Spotify uses a similar process when its making song recommendations. It
uses data from all the music you have liked over time. If there is a
correlation between two artists, meaning that a lot of people have both
artists in their library, the model can predict the probability that you will
like the other artist.
The more products you have in your store, the more intensive it will be to
find these correlations. In a perfect world, you will be looking for
correlations between every different combination of product that you have
in your store.
This method for finding the probability that you will like one product based
on buying another product is called the Apiori Algorithm. There are three
criteria that need to be met to affirm that there is a correlation between the
two products and that you should link them somehow in your store. The
first criterion is support. This gives you a measurement of the popularity of
a specific product. Out of all your transactions, how often does this item
appear in peoples shopping cart?
The second part is the confidence in the correlation between the two
products. How likely is it that customers will buy Y product when they
purchase X product? Finally, what is the lift of product Y? In other words,
how likely is it that someone will buy Y with X, based on the popularity of
Y alone.
The model can also use data from things like purchases, social media
engagements, etc. to make a prediction on the type of product you will like.

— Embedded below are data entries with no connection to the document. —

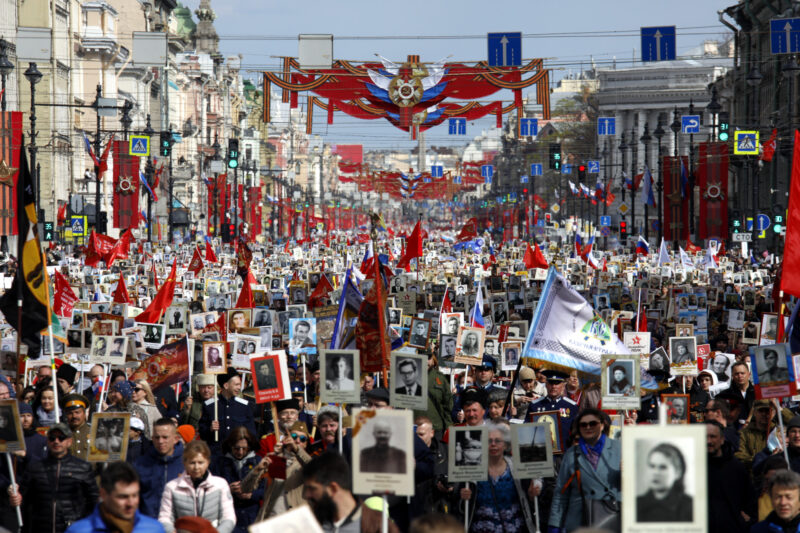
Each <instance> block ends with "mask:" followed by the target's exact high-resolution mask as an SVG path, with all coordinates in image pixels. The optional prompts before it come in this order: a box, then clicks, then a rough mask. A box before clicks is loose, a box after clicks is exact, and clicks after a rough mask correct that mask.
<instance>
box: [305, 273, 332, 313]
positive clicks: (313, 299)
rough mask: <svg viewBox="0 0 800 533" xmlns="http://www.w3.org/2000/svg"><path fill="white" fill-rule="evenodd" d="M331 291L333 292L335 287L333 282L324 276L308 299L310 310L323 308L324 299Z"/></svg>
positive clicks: (308, 306) (327, 295) (315, 287)
mask: <svg viewBox="0 0 800 533" xmlns="http://www.w3.org/2000/svg"><path fill="white" fill-rule="evenodd" d="M331 291H333V285H331V282H330V281H328V276H326V275H325V274H322V277H321V278H320V280H319V283H317V286H316V287H314V292H312V293H311V296H310V297H309V298H308V308H309V309H313V308H315V307H319V306H321V305H322V299H323V298H325V297H327V296H328V294H330V293H331Z"/></svg>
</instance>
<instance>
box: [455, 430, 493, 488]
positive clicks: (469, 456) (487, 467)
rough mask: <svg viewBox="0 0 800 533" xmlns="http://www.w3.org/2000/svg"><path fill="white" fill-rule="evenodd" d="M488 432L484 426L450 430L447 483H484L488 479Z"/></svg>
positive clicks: (488, 448)
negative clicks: (461, 481) (484, 480)
mask: <svg viewBox="0 0 800 533" xmlns="http://www.w3.org/2000/svg"><path fill="white" fill-rule="evenodd" d="M488 449H489V432H488V428H487V427H486V426H481V427H478V426H463V427H456V426H453V427H451V428H450V442H449V448H448V454H449V457H448V481H450V482H458V481H484V480H486V479H487V477H488V464H489V454H488V453H487V451H488Z"/></svg>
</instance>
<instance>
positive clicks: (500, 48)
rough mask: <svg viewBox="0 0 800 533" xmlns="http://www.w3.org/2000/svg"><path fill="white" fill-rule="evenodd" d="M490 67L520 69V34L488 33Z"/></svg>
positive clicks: (489, 63)
mask: <svg viewBox="0 0 800 533" xmlns="http://www.w3.org/2000/svg"><path fill="white" fill-rule="evenodd" d="M487 41H488V44H489V58H488V59H489V66H490V67H520V66H522V33H520V32H507V33H489V34H488V35H487Z"/></svg>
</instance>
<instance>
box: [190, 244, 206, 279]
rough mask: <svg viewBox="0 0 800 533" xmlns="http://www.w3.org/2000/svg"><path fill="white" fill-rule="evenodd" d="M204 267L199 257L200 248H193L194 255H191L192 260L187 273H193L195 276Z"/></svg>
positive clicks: (199, 253) (199, 256)
mask: <svg viewBox="0 0 800 533" xmlns="http://www.w3.org/2000/svg"><path fill="white" fill-rule="evenodd" d="M204 266H205V265H204V264H203V258H202V257H200V248H198V247H197V246H195V247H194V254H193V255H192V260H191V261H190V262H189V268H187V269H186V270H188V271H189V272H194V274H195V276H196V275H197V273H198V272H200V271H201V270H202V269H203V267H204Z"/></svg>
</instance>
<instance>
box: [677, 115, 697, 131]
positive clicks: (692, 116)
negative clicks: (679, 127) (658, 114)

This distinguishes it as machine learning rather than just data analysis
because the model was looking for similarities, but the programmer didn’t
ask for a specific output. Maybe there are certain features or characteristics
of the group that the programmer isn’t even aware of. Maybe with
unsupervised machine learning, the data tells us that there is a high
correlation between the two types of customers. These correlations are
happening all around us with similarities between groups of people.
Sometimes, it requires a good computer model to spot the patterns in the
data. Machine learning can find similarities that would be impossible to see
without the help of computers and good modeling.
Data scientists in marketing sectors are already using statistics to improve
their stores online, and if you want to keep up with online retail then its
advisable to start reading about how data can help you identify similarities
and trends between products, using machine learning as your tool.
Finance
The financial industry is seeing an increase in the use of machine learning.
The use of data science and machine learning models makes the decision-
making process faster and more efficient for financial institutions. The
possibilities and applications of machine learning can be misunderstood,
which means it is often underutilized or misused in finance sectors.
Work that was once tedious and required hundreds of hours of human work
can now be done by a computer in a matter of a few minutes. A common
example is the use of machine learning for call center and customer service
work. Many of the tasks that once required a human operator can now be
done over the phone with a robot that is designed with machine learning.
In addition to customer service, banks can now process and analyzing
contracts and financial information from thousands of customers that would
otherwise be labor-intensive — used to create credit reports and predict the
likelihood that a customer will default on a loan. Machine learning
techniques can look at a history of transactions of a borrower before the
bank decides on whether they should loan money to that individual.
Machine learning is also being utilized in fraud prevention. It has made the
finance industry more secure. Machine learning has improved the bank’s
ability to detect patterns in transactions that are indicative of fraud. Rather
than having people assigned to monitor the transaction and look for signs of
fraud, machine learning models can learn from fraud data to find patterns
by automatically sifting through millions of customer transactions.